Les activités minières nécessitent une main-d’œuvre abondante en général. Au cours de l’atelier du 05 mai, destiné à définir les mécanismes de mise en œuvre du programme social minier, présidé par le Ministre d’Etat Ousmane Ngom, il avait été annoncé en grande pompe, que lorsque les exploitations   minières commenceront, elles permettront la création de 10 000 à 20 000 emplois directs et indirects. C’est justement ce qui avait fait naître chez les populations locales, surtout chez les jeunes, beaucoup d’espoir. Maintenant que les mines d’or de Sabodala sont effectivement en cours d’exploitation, on avance que ces opérations exigent des ouvriers qualifiés que l’on ne trouve pas dans la région.
Ce qui continue à faire des vagues de contestations de la part des populations. Ceux parmi les résidents qui avaient pu obtenir des contrats à durée déterminée, sont en train d’être licenciés, et déjà, une bonne douzaine a reçu une notification de licenciement. Moussa Cissokho, un jeune de Sabodala rencontré sur place,, et par ailleurs animateur sur l’industrie extractive minière et Ist/Sida, très déçu de la présence de ces sociétés minières, n’ y est pas allé par le dos de la cuillère. « Les compagnies minières sont installées ici depuis 3 à 4 ans, mais jusqu’à présent, les populations ne cessent de se plaindre de beaucoup de problèmes à Sabodala tels que l’expropriation de nos terres, les licenciements abusifs dans les sociétés, le manque d’infrastructures sanitaires. Car au moment où je vous parle, l’ambulance mise à la disposition des populations, n’est pas opérationnelle », lance –t- il.

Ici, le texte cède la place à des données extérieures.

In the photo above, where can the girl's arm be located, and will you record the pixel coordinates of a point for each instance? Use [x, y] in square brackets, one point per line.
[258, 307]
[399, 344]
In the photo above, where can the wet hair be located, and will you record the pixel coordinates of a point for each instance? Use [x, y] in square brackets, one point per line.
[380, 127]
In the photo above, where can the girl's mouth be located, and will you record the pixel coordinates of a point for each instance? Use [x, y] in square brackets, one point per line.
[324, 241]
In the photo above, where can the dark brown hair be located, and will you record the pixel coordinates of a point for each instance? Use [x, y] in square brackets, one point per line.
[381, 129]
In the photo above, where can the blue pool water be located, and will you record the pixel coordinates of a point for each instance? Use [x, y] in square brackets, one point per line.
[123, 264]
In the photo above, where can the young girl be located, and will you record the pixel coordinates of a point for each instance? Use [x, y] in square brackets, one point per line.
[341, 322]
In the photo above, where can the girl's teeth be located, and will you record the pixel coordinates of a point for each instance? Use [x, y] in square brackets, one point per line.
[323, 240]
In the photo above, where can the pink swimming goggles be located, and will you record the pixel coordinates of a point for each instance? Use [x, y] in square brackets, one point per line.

Au cours de sa visite à Sabodala, le Ministre d’Etat Ministre, chargé des Mines, soutenait que les emplois journaliers ont été réservés aux populations des villages environnants et que pour les emplois qualifiés, à qualification égale, les ressortissants de Kédougou ont été privilégiés. Cependant, il est quand même étonnant de noter que la principale revendication des jeunes, lors des   manifestations du 23 décembre 2008 à Kédougou, a été la question de l’emploi des jeunes. A l’annonce de l’exploitation des mines de la région de Kédougou, on voyait déjà la vie en rose dans la nouvelle région de Kédougou. Mais hélas, rien de tout ce rêve n’est encore devenu réalité. En tout cas, les populations de la nouvelle région de Kédougou fondent beaucoup d’espoir sur les retombées de ces exploitations minières. Il reste à savoir si leur rêve sera réalisé. En attendant cela, le collectif des ressortissants de Kédougou ne compte pas croiser les bras et promet de lutter farouchement pour participer à la sauvegarde des intérêts des populations locales.